Je porte grâce à toi de belles meurtrissures
toutes neuves,
que j'arbore
de moins en moins,
que je garde
de plus en plus
pour moi
Tout seul.


Ma vie n'a pas beaucoup plus de sens ce soir qu'elle en avait au crépuscule du vingt juillet 2007. Tu as emporté mon sens au ciel. Ma quille arrachée. Ma mâture rompue. Je me suis laissé dériver, simplement, allongé, gisant sur le bastingage, les yeux braqués au firmament. J'ai attendu que le fil de l'eau m'emporte ailleurs.
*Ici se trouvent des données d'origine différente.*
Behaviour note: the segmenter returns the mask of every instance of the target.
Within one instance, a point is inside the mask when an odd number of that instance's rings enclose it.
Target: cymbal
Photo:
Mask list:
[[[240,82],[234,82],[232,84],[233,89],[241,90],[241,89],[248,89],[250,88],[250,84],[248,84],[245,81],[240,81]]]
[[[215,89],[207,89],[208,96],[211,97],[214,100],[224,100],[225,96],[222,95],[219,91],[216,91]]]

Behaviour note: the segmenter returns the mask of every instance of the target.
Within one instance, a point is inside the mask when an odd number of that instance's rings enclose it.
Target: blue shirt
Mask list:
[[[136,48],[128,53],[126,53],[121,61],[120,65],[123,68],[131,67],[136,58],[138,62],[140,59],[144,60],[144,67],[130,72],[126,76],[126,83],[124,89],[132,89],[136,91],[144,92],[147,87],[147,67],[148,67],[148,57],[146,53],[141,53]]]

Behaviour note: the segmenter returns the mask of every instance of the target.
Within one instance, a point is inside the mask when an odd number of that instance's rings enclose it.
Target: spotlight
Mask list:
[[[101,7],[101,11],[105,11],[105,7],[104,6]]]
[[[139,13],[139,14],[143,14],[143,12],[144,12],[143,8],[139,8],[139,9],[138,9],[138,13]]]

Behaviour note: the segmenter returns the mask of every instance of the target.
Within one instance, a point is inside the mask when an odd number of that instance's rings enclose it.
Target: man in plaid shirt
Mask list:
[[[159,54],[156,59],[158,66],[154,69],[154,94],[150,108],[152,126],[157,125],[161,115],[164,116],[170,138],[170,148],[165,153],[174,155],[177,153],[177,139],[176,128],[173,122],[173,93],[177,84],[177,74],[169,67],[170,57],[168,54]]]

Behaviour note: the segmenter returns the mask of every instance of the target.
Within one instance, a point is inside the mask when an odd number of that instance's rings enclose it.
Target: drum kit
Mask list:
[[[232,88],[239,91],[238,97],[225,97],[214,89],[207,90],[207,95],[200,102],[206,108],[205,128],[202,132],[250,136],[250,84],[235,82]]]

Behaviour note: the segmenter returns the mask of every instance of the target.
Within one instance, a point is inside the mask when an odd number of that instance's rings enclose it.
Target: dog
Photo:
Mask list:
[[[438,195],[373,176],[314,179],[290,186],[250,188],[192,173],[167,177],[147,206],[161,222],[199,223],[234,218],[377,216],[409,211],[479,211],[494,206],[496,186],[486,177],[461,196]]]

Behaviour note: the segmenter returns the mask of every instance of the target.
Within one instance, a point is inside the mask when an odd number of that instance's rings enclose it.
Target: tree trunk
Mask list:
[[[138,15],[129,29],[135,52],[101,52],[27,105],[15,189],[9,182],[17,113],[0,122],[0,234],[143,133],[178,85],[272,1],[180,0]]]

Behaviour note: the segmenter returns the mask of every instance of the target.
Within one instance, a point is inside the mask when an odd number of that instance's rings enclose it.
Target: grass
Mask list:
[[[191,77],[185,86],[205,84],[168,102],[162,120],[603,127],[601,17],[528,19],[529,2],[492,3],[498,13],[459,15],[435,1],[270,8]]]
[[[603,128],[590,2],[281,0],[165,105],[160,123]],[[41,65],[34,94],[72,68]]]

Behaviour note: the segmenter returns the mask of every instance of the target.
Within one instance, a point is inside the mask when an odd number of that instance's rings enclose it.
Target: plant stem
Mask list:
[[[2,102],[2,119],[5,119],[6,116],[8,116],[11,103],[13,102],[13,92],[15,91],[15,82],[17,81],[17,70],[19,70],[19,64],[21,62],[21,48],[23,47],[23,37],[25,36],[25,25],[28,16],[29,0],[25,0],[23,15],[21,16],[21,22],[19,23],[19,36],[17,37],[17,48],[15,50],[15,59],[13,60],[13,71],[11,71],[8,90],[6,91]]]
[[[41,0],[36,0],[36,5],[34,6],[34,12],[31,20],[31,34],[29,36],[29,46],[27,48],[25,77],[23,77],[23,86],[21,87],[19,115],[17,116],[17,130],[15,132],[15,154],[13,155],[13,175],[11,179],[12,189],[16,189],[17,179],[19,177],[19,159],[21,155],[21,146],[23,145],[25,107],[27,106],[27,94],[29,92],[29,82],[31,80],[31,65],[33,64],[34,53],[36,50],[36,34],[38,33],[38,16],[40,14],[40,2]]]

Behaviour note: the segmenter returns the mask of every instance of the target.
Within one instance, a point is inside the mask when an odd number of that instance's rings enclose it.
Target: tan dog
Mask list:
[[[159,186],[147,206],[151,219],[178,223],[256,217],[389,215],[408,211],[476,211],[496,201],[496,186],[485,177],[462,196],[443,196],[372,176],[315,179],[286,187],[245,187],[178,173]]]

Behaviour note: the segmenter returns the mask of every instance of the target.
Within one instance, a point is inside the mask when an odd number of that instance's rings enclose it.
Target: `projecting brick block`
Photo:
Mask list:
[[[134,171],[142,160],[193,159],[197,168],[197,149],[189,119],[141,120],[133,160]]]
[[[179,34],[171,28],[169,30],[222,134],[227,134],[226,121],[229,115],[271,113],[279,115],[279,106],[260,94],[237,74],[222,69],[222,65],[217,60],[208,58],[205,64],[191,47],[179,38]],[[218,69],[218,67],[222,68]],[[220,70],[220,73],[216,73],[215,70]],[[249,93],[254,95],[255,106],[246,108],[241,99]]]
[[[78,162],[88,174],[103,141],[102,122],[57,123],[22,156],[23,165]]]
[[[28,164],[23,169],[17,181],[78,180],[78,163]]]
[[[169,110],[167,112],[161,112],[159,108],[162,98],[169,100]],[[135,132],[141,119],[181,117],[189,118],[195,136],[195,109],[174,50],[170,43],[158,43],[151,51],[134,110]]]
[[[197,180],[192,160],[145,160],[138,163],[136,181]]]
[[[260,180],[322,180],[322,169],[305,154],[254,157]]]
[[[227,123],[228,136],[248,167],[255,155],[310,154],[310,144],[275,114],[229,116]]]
J'ai franchi vaux et gorges sur ma monture esseulée. Deux mille six cent kilomètres. Rien, au fond. Qu'est-ce pour toi qui as quitté tout un monde en un seul instant.


Dans quelques jours à peine j'aurai complété la première partie de notre voyage, la portion que nous avions vaguement planifié ensemble. Quand je glisserai les orteils dans la vieille Méditerranée je crois que je serai libéré de nous pour de bon. Ton spectre m'a demandé l'hiver dernier de le laisser en paix. Je demande à la partie de toi qui m'habite encore malgré nos deux volontés de faire de même. J'exige de mon âtre qu'il recrache la cendre de toi qui hier couvait encore.

Oui. Il y aura une aube, même sans toi.

Avais-tu un morceau de nous dans ton ventre, en t'envolant ? J'aimerais me faire croire que ça m'est égal de savoir. Uhm… avoir la force de nier que ça m'est important. L'hiver dure parfois mille ans. J'en ai connu. Mais j'entends les gouttelettes choir sur le toit de la tente et je sais que le dégel va bientôt commencer.

Ça fleurira dans cette terre roide et grise. Ça pullulera dans cet étang noir. Ça grouillera sous la torpeur fiévreuse, malsaine. Ça se relèvera. Ça rechantera. Oui. Je suis encore vivant. C'est quelque chose.


Je verrai !…

vendredi 18 juillet 2008

Grisolles - Toulouse




Le Canal serpente et se love, étire délicieusement ce qui serait une formalité en ligne droite. Juste après Grisolles, le chemin est pavé, c'est roulant, ombragé, frais… Puis au bout d'un temps, Rosie roule dans la brique rose !

mercredi 16 juillet 2008

Montech — Grisolles



Mini étape. Caillasse. Sable. Piste effondrée. Herbes folles. À la limite du roulable mais stupéfiant de splendeur. Le Canal est fait pour les filles ! Que peuvent-elles espérer de plus ?! C'est fiable, prévisible, doux, joli, ça sent bon, c'est frais et ensoleillé à la fois, et puis, chaque kilomètre, il y a une grosse bite de béton qui surgit de l'herbe.